The mprotect() function changes the access protections to be that specified by prot for those whole pages containing any part of the address space of the process starting at address addr and continuing for len bytes. The parameter prot specifies whether read, write, execute, or some combination of accesses are permitted to the data being mapped.

PROT_NONE: The memory cannot be accessed at all.
PROT_READ: The memory can be read.
PROT_WRITE: The memory can be modified.
PROT_EXEC: The memory can be executed.

There’re many techniques to bypass an NX stack by entreating the mprotect() function. Let’s go through a suitable one by injecting the shellcode on the stack & making that region executable.

function: mprotect(void *addr, size_t len, int prot);1. Pass the stack address on *addr2. The desirable size as len (here we choose stack length in hex)3. Finally, PROT_EXEC has to be set in prot for making the selected area executable.PROT_EXEC: The memory can be used to store instructions which can then be executed.

“- - -”
“r- -“
“-w-”;
“rw-”;
“--x”;
“r-x”;
“-wx”;
“rwx”;

So we need to set the stack address in the RDI register, the length in the RSI register and the value 0x7 (rwx) in the RDX register. (The calling convention for 64 bit is arguments in RDI, RSI, and so on…)

In case it appears like you’re totally lost, that’s okay! It takes time to understand. Attempt to overview at a technical level instead of memorizing.

I’m utilizing the same binary that we handled to elaborate the ret2libc. So it’s time to establish our exploit.

By debugging, it’s able to discover the address of mprotect.

The stack address must be passed in addr. We’ve to examine the stack by debugging. All these concepts were previously discussed. So I’m gonna rush the topic. We need to put the stack address within RDI register

The next step is to set the length (len) in the RSI register and the value 0x7 (rwx) in the RDX register.
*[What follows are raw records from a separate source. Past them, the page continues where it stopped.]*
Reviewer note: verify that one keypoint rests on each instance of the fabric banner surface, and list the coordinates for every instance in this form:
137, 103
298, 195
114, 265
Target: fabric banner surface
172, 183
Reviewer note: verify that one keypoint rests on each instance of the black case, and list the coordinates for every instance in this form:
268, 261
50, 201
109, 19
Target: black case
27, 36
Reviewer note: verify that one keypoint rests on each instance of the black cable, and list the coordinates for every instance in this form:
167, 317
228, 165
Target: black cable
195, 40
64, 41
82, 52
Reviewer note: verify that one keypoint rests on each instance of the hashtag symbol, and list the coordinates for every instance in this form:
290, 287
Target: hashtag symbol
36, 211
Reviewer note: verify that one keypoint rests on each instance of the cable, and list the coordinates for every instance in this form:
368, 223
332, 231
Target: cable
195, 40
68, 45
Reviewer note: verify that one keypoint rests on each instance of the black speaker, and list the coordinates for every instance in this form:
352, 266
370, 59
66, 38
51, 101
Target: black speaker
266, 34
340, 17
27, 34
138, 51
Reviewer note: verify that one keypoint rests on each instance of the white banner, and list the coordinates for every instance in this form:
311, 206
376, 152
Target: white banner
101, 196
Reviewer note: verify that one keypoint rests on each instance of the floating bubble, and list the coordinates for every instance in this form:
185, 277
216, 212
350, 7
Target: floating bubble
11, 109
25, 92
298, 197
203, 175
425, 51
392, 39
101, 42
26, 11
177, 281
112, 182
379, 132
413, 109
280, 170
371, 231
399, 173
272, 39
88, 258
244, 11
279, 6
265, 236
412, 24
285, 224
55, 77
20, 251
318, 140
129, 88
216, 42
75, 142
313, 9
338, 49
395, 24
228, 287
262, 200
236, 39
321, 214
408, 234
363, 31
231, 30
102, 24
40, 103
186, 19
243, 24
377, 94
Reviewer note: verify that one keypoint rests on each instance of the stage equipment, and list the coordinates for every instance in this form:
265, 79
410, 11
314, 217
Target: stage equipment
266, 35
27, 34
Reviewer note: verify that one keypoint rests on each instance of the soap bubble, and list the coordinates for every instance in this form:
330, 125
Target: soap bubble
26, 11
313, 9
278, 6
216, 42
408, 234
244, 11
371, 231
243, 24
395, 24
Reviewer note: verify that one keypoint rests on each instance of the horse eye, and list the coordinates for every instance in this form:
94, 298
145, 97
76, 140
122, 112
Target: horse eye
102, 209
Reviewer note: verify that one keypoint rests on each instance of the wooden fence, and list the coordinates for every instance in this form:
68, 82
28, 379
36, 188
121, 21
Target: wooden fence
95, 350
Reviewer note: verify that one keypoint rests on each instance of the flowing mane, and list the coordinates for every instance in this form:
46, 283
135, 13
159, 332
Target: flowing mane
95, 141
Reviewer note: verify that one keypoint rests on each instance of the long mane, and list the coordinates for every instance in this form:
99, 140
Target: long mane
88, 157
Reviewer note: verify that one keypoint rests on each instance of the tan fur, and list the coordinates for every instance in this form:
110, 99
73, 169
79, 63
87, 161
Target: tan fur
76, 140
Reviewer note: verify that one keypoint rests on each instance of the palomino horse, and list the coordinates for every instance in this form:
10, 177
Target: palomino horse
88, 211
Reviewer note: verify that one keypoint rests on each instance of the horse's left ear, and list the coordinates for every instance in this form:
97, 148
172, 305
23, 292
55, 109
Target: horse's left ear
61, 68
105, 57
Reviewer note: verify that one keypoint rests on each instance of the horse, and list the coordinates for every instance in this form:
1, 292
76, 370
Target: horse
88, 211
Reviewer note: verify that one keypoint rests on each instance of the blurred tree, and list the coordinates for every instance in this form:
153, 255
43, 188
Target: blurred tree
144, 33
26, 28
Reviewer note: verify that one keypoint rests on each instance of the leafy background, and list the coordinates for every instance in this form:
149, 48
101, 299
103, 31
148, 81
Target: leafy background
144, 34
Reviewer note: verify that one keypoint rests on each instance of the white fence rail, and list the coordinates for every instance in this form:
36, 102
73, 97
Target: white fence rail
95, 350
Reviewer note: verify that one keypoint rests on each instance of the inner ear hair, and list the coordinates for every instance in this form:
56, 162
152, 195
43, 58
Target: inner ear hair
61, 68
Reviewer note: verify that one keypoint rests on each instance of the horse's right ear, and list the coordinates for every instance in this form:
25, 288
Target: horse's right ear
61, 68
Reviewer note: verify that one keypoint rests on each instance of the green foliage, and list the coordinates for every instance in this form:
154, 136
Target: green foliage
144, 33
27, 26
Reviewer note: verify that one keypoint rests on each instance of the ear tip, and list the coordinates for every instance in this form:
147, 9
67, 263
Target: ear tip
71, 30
Before the ret, the pop rsi gadget is followed by pop r15 instruction.

pop rsi
pop r15
ret

Note: Therefor we’ve to construct an exploit that nourishes garbage to r15.

Utilizing ldd we can determine the libc address (already examined). Utilizing ROPgadget, able to discover the gadget RDX. (RDX will not be found on our binary, we’ve to look into libc).

ROPgadget.py --binary <path-to-libc>  | grep "pop rdx ; ret"

By invoking the mprotect() function we made the stack zone executable & hence, we were able to infuse our shellcode. The rip pointed zone (shellcode) was then executed, and we got the shell.

Similarly, we can pop up the shell by other techniques. NX gives a few levels of assurance, but not tons. It somewhat limits the flexibility of what an attacker can do with the initial issue, but given he can use that exploit to execute a shell, there’s not a lot of safety there.

The lesson to learn:
NX can’t “single handly” protect a program from exploitation.